CYSE Tenure-Track Faculty Candidate Seminar #4: Measurement Integrity in Network Tomography and Resource Allocation: Attacks and Defenses

Speaker:   Shangqing Zhao, University of South Florida
When:   April 1, 2021, 9:00 am - 10:00 am
Where:   Zoom

Abstract

Network measurement is an essential way to gain the understanding on how well a network operates and allocates its resources. In this talk, two new attack strategies against network measurement and resource allocation will be discussed. The first attack is called measurement integrity attack targeting the network tomography, which is an important tool to estimate link metrics from end-to-end network measurements. Unlike conventional data integrity problems that are usually protected by standard methods (e.g., encryption and authentication), a key challenge associated with measurement integrity attacks is that the facts (e.g., packet transmission/delivery timings) during network measurement cannot be protected by such standard methods, but can be easily manipulated by malicious attackers. The basic idea of this attack is to intentionally delay or drop packets at malicious nodes to manipulate end-to-end measurements in a way such that a legitimate node is incorrectly identified by network tomography as the root cause of the problem, thereby becoming a scapegoat. The second attack is the Learning-Evaluation-Beating attack against the resource allocation in the cooperative spectrum sensing system. Based on the black-box nature of the fusion center in cooperative spectrum sensing, our new perspective is to make the adversarial use of machine learning to construct a surrogate model of the fusion center’s decision model. We propose a generic algorithm to create malicious sensing measurements using this surrogate model. The defenses against the two types of attacks will also be discussed.
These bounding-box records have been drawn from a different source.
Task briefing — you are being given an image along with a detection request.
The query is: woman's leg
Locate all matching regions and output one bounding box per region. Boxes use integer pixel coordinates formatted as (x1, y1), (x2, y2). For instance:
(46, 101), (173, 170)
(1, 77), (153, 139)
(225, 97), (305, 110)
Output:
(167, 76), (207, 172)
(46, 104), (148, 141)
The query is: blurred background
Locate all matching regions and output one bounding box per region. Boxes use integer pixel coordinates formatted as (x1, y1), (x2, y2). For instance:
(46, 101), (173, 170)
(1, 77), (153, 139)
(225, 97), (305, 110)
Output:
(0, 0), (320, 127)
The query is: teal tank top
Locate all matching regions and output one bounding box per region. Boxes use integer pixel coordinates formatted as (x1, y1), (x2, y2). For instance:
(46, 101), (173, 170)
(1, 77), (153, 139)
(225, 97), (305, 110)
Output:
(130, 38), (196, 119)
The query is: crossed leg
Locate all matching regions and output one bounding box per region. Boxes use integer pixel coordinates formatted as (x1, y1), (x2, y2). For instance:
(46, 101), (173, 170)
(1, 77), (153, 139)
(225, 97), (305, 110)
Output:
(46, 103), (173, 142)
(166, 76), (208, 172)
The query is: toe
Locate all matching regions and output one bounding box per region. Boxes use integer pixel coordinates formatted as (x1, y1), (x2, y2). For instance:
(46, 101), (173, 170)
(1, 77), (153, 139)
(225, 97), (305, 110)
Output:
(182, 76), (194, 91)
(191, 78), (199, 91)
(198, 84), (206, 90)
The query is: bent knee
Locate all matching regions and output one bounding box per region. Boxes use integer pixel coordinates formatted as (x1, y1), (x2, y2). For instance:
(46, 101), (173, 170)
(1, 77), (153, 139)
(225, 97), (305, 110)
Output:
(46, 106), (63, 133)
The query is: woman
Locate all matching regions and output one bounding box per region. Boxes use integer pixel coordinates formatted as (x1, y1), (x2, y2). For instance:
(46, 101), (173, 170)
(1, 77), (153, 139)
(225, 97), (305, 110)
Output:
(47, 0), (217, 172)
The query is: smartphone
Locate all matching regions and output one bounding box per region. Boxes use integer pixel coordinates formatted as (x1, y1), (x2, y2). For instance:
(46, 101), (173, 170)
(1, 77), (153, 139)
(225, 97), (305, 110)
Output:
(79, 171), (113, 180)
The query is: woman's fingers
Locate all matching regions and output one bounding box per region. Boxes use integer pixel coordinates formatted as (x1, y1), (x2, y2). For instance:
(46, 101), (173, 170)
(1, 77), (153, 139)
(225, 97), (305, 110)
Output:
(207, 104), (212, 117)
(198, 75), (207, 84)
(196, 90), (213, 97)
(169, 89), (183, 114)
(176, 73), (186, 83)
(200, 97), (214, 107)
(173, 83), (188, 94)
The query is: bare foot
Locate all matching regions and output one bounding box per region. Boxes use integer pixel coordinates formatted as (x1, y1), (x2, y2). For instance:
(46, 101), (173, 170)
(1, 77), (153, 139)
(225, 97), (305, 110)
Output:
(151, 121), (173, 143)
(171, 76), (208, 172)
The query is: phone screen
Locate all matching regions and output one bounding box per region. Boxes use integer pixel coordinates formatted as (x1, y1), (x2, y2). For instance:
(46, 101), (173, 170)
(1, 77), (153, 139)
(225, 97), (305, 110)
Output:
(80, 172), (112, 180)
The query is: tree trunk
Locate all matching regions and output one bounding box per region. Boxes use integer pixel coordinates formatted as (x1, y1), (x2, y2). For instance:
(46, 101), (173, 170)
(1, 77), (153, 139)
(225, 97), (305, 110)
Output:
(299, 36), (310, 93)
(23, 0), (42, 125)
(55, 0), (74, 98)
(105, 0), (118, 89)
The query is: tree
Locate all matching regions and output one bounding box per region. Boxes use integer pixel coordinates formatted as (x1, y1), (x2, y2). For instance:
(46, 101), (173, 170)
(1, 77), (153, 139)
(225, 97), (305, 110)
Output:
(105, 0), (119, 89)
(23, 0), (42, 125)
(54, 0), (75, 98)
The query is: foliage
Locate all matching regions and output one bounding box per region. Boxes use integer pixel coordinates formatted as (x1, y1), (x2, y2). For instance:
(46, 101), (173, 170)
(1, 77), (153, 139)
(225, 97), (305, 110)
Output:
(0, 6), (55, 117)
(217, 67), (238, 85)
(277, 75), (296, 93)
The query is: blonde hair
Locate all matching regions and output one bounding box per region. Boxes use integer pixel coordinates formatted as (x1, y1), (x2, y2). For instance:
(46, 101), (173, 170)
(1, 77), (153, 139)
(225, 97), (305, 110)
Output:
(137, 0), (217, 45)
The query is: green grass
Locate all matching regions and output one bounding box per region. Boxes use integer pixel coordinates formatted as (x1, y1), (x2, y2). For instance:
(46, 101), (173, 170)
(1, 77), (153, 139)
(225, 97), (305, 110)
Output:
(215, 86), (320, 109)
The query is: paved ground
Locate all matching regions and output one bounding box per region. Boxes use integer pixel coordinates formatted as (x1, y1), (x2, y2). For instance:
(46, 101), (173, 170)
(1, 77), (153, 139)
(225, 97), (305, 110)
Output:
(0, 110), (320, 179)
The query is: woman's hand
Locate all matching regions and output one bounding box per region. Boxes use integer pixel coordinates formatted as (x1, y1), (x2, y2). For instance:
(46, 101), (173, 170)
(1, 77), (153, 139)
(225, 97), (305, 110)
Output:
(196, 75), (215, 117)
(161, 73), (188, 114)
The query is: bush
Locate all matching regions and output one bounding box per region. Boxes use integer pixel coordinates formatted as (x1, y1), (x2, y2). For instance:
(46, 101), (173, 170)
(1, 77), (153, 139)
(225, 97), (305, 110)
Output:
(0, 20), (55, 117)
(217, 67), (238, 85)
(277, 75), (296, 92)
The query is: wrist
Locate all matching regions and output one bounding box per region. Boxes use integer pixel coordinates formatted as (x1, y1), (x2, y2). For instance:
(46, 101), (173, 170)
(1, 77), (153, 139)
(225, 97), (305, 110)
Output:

Zoom Link: https://gmu.zoom.us/j/96242010304

Speaker Bio

Shangqing Zhao is currently a Ph.D. candidate of Systems and Security in the Department of Electrical Engineering and Florida Center for Cybersecurity at the University of South Florida. In his Ph. D. study, his research primarily focuses on the network and mobile system design and security. His research results have been published in top-tier conferences (e.g., MobiCom, NSDI, INFOCOM, CCS, ICDCS) and journals (e.g., IEEE Transactions on Mobile Computing, IEEE Transactions on Dependable and Secure Computing, IEEE Transactions on Wireless Communications). He also served as a reviewer for multiple top academic journals and conferences. He is a student member of IEEE and ACM.